A couple of nights ago, in the Esolangs Discord server, a user named kepe was trying to solve last years’ Canadian Computing Competition (CCC for short) problems. He couldn’t solve some of them, and most importantly he didn’t know graphs well and the next CCC was the next day. So a thread made to help him. After some time, a “troll” joined the thread (She didn’t want me to use her name. She was probably not serious, but that’s how I’ll refer to her from now on) The first question of CCC 2022 quickly grab her attention, because she had already solved a variant of it before.

Here’s the question itself;

Finn loves Fours and Fives. In fact, he loves them so much that he wants to know the number of ways a number can be formed by using a sum of fours and fives, where the order of the fours and fives does not matter. If Finn wants to form the number 14, there is one way to do this which is 14 = 4 + 5 + 5. As another example, if Finn wants to form the number 20, this can be done two ways, which are 20 = 4 + 4 + 4 + 4 + 4 and 20 = 5 + 5 + 5 + 5. As a final example, Finn can form the number 40 in three ways: 40 = 4 + 4 + 4 + 4 + 4 + 4 + 4 + 4 + 4 + 4, 40 = 4 + 4 + 4 + 4 + 4 + 5 + 5 + 5 + 5, and 40 = 5 + 5 + 5 + 5 + 5 + 5 + 5 + 5. Your task is to help Finn determine the number of ways that a number can be written as a sum of fours and fives.

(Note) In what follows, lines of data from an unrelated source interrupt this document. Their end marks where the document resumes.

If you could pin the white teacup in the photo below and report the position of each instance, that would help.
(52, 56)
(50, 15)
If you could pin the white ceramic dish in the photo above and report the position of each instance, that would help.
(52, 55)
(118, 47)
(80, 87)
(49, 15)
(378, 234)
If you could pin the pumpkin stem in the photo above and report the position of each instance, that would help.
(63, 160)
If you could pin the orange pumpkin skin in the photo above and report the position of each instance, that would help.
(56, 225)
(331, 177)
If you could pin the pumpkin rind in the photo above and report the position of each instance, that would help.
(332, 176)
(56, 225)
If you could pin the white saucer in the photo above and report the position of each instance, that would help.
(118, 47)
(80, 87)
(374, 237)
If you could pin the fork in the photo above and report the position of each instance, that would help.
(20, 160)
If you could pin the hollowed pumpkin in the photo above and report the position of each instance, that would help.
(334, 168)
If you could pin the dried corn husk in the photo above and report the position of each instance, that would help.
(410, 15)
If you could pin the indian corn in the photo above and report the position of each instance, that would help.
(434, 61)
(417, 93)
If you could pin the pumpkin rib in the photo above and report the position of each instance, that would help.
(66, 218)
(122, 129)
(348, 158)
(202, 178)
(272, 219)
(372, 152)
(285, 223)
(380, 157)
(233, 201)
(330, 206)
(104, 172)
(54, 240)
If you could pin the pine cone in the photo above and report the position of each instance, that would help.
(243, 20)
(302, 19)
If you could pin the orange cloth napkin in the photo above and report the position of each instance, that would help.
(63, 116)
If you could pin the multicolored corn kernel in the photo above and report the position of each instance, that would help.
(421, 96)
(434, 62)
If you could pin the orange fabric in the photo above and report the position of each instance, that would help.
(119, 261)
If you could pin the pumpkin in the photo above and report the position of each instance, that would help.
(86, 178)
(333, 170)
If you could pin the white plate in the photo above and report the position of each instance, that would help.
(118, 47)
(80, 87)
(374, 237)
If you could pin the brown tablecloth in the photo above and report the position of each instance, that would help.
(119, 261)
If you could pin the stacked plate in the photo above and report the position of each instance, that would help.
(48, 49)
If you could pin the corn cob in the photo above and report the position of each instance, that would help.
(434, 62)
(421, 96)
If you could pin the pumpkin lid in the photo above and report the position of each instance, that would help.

First, let’s look at kepe’s code:

pub fn fours_fives(n: u32) -> u32 {
    // n = 4a + 5b
    // find how many combinations of (a, b) are valid
    // for any given a, there won't be solutions (a, X) and (a, Y)
    // so we just need to find X
    let mut total = 0;
    for a in 0..(n / 4) {
        // n = 4a + 5b
        // b = (n - 4a) / 5
        let q = n - 4*a;
        if q % 5 == 0 {
            total += 1;
        }
    }
    total
}

The code is well documented, and easy to understand, it produces wrong answers for n values that divide 4, but that is not a big issue.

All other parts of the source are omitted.